You are not legally required to have a lawyer for an eviction in Idaho. However, for most landlords, especially those with limited experience, hiring an attorney is highly recommended. They ensure proper procedure, handle court filings, and represent your interests, significantly reducing the risk of errors that could delay or even lose your case. Consider it an investment to protect your property and time.
Q4
What if my tenant refuses to leave after the sheriff serves the Writ of Restitution?
Once the Writ of Restitution is issued and served by the sheriff, the tenant no longer has a legal right to be on the property. If they refuse to leave, the sheriff will physically remove them. This is not your responsibility to enforce; it's the sheriff's. Do not attempt to remove them yourself. That's where you get into legal trouble.
Q5
Is "cash for keys" a legitimate option here?
Absolutely. "Cash for keys" is a completely legitimate and often smart strategy in Carey. You offer a tenant a sum of money in exchange for them voluntarily moving out by a specific date, leaving the property clean and signing a mutual termination agreement. It avoids the time, stress, and cost of a formal eviction. Always get the agreement in writing.
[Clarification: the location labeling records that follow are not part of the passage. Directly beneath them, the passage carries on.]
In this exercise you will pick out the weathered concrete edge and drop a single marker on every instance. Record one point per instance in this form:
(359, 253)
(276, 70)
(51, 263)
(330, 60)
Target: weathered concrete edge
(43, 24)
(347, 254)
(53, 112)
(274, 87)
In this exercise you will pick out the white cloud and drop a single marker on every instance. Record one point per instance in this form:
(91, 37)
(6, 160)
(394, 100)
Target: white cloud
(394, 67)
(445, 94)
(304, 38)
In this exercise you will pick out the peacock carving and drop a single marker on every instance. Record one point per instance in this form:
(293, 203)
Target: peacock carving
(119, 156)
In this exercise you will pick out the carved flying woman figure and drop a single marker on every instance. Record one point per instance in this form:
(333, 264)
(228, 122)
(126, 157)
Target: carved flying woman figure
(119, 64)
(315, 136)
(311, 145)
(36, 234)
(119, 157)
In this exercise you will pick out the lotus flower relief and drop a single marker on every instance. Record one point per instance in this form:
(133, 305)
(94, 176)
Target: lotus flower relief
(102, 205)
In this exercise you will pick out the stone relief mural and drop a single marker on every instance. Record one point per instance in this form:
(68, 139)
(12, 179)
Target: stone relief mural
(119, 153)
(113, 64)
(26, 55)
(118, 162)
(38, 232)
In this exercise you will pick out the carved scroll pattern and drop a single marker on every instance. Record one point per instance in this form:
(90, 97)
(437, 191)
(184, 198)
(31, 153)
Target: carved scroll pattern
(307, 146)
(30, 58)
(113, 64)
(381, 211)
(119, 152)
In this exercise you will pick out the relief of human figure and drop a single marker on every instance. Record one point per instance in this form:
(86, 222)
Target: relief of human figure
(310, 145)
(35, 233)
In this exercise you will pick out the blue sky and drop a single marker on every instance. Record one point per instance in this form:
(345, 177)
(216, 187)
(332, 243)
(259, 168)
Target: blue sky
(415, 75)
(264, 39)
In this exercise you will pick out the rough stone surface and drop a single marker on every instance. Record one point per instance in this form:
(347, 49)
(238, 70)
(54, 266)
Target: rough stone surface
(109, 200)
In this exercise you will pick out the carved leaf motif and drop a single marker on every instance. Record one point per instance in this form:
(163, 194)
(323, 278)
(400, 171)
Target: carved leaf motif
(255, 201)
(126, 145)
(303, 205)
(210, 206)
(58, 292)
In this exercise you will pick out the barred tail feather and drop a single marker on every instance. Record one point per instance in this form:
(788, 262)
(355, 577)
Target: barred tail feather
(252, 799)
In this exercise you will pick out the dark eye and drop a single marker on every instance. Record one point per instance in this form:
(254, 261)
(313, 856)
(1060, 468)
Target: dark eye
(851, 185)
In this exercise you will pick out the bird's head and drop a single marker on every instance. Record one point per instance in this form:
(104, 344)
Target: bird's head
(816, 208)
A 4.0/10 places Carey in the 74th percentile of Idaho cities on the Eviction Risk Score index. The score is the average of the nine sub-axes, all calibrated on a national 1–10 scale where 1 is most landlord-friendly and 10 is most tenant-protective. The 50-year reconstruction shows this score has climbed steadily since 1976 — a structural drift driven by court-calendar growth, rent-control adoption, and the rise of tenant-side legal aid. The trajectory matters more than the snapshot: the score is the climate, not the weather.
Cities with similar eviction risk to Carey (4.0/10)
Same risk band nationally · click any city for its full breakdown.